А  Б  В  Г  Д  Е  Ж  З  И  Й  К  Л  М  Н  О  П  Р  С  Т  У  Ф  Х  Ц  Ч  Ш  Щ  Э  Ю  Я  AZ

 


— Я тоже немец, — отвечал второй. — Мы с ним и правда земляки, но я думаю, что тот, кто столько лет служил Каструччо, не может считаться чужеземцем в Лукке. Поэтому называй меня, Фацио, своим товарищем.
— Ну ладно, товарищ, что ж, по-твоему, мы хорошо сделали, что ворвались сегодня в Кампомаджоре? Правильно ли поступил Марко, что разрешил нам это?
В этот миг шлем, неосторожно оставленный немцем из Черульо на краю оконного выступа, соскользнул вниз и, упав на пол, подкатился к ногам спящего. Тот вздрогнул, проснулся от этого шума, услышал имя Марко и, желая показать, что вовсе не спит, сказал хриплым, сорванным голосом:
— Что вы там говорите о Марко?
— Мы говорим, — ответил сердито Фацио, — что налет на Кампомаджоре был простым разбоем и что Марко следовало бы всех нас передушить, а не позволять этого…
— «Позволять»! — перебил его немец. — Вот это мне нравится! Позволять, говоришь? Да разве это от него зависит? Видел ли ты, чтобы кулак просил у перчатки позволения заехать кому-нибудь в рожу?
— Ха, ха! Слишком ты много о себе возомнил, — отвечал итальянец. — Не знай я, с кем имею дело, я бы подумал, что ты — капитан, а Висконти — простой обозник или безусый юнец.

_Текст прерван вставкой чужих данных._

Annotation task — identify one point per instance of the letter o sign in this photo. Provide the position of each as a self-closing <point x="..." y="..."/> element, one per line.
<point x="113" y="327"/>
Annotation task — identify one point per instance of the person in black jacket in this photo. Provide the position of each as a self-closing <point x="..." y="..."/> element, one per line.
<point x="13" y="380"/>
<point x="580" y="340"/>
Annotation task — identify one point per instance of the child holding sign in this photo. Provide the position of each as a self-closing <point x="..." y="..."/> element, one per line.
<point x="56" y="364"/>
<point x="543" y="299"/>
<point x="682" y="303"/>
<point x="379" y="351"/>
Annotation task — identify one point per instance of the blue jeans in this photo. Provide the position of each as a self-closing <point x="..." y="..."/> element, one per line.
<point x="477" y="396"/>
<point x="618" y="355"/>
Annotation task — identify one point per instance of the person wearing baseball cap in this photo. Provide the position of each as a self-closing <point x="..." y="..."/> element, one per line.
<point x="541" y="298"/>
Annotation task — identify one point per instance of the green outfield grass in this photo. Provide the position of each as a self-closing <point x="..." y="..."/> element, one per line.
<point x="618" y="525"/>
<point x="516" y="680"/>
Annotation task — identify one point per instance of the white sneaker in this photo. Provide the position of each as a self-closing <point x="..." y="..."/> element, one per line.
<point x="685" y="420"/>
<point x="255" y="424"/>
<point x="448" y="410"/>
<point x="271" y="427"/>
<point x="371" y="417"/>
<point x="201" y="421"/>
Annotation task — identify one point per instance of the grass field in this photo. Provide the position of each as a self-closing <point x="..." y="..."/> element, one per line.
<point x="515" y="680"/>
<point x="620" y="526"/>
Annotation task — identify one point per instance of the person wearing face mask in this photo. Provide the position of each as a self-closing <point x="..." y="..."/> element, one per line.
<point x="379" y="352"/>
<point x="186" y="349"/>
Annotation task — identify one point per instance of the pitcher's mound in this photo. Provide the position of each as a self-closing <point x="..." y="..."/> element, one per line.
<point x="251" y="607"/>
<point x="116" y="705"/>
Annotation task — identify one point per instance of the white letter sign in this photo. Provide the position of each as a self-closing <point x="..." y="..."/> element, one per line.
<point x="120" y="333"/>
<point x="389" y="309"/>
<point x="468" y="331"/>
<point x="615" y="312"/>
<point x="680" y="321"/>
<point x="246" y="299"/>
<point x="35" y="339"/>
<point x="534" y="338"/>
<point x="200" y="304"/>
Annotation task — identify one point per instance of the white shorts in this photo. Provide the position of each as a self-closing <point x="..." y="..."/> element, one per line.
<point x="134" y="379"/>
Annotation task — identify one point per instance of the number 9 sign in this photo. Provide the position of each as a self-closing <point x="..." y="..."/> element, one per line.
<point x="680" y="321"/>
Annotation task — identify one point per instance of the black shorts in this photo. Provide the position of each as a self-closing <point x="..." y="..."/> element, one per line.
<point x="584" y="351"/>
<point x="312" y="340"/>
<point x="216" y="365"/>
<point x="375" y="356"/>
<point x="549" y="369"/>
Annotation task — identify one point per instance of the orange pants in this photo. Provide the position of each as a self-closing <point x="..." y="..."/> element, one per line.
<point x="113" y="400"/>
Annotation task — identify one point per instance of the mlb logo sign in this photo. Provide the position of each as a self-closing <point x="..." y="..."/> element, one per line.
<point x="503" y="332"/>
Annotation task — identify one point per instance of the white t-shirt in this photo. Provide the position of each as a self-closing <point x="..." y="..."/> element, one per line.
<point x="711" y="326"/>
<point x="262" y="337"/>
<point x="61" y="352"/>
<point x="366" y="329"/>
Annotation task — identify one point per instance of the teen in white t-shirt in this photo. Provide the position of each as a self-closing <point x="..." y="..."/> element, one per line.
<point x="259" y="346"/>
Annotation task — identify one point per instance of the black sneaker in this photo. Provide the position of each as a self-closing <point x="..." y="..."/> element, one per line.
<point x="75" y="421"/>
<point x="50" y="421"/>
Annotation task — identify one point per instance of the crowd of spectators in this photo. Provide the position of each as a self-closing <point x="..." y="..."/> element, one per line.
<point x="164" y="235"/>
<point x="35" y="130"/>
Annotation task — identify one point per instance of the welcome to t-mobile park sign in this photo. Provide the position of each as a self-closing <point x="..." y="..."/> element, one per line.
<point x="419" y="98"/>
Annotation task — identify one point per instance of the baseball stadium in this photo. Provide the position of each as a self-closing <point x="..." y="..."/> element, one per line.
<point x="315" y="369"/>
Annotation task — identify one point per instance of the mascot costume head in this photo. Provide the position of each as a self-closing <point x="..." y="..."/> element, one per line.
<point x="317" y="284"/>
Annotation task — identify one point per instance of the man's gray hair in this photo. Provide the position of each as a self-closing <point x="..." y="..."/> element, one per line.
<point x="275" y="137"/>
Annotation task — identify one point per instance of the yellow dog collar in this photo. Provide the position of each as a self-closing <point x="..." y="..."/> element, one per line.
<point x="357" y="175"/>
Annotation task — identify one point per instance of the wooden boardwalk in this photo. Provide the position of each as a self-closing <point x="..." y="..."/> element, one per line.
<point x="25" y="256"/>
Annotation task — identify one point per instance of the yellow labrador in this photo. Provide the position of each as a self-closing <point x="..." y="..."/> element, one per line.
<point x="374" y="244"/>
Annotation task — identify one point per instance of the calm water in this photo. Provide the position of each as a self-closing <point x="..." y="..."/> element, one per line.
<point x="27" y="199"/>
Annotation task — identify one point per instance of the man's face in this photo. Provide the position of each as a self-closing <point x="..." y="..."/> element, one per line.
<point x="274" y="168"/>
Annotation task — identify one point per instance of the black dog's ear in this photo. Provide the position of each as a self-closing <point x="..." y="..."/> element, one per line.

— Кто говорит, что Марко Висконти — юнец? — возразил второй. — Он солдат, каких мало, а теперь, после смерти мессеpa Кастракани, я считаю его, если хотите знать, славнейшим капитаном во всей Италии. Но при чем тут его позволение?
— А при том, — вступил в разговор другой немец, — что капитан отряда сам командует своими людьми, и, если вы не хотите, чтобы вас считали разбойниками, нужно соблюдать дисциплину.
— Ну, у нас дисциплина — особого рода! — воскликнул первый. — Не каждый может нами командовать. Если нам не платят денег, которые обещали, беря нас на службу, мы теперь будем сами себе хозяева. А Марко — разве не получил он Лукку только за то, что возглавил наш отряд?
— Ну хорошо, раз мессер Марко — ваш начальник, — продолжал немец из гарнизона Лукки, — то разве вы не обязаны ему подчиняться?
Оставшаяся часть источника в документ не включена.